By Lindsay Lightner & Christa Haverly

            We are Lindsay (@LK_Lightner) and Christa (@haverlycm), and we are writing this blog to share about our experiences attending the ESERA Summer School last June as NARSTInternational Committee Scholarship recipients. Lindsay is a PhD candidate at Washington State University studying preservice elementary teachers’ science teaching self-efficacy.  Christa is a doctoral candidate at Michigan State University studying urban elementary teachers’ responsive science teaching practices. We had an amazing time at the Summer School, both professionally and personally, and we highly recommend that NARST grads apply to a summer research school in the future!
  



            ESERA Summer School is run by the European Science Education Research Association every summer. If you’re familiar with NARST’s Sandra K. Abell Institute, it’s a similar kind of experience. Designed for doctoral students, 49 of us junior scholars convene in a European city for one week. We are split into seven groups of seven PhD students and two faculty mentors.  Our groups bonded over the week as we met for several hours per day, and many strong professional friendships grew through the week and beyond.  Lindsay’s group keeps in touch now through a group chat, and many participants have been keeping up new global professional and personal contacts through social media and email.


            With English as our common language, we had multiple opportunities to share our research with one another and receive feedback. Participants are selected for the summer school in part because they have scholarly work in progress, so we brought questions we hoped to get input on from the varied perspectives represented at the Summer School. We all brought posters to display some part of our work. These hung up all week, so in addition to one dedicated poster session, we also had informal conversations with one another about our work during soft times in the schedule each day (featuring Finnish coffee and pastries!).

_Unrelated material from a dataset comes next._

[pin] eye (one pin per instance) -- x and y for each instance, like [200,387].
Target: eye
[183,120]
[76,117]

           We also presented our research as a more formal talk in our small groups. After each presentation, the presenter received individual feedback from the group’s coaches, and then received feedback from peers who had discussed the talk while the presenter met with the coaches. We both found the feedback we received on our research to be invaluable.  Our teammates shared perspectives from different scholarly, social and cultural contexts while finding commonalities. 



           In addition to these opportunities to share our own research, the Summer School offered lectures and workshops throughout the week to develop our skills and expose us to new, international perspectives and ideas. Senior scholars presented workshops and plenary sessions on a wide range of topics in science education. Some lecture topics included science identity (pictured with Lucy Avraamidou), the need for critical realism in science education (with Ralph Levinson), and STEM education (with NARST faculty liaison Gillian Roehrig). Workshops often had a more applied focus and covered helpful topics such as preparing dissertation segments for publication, video analysis, and mixed research methods.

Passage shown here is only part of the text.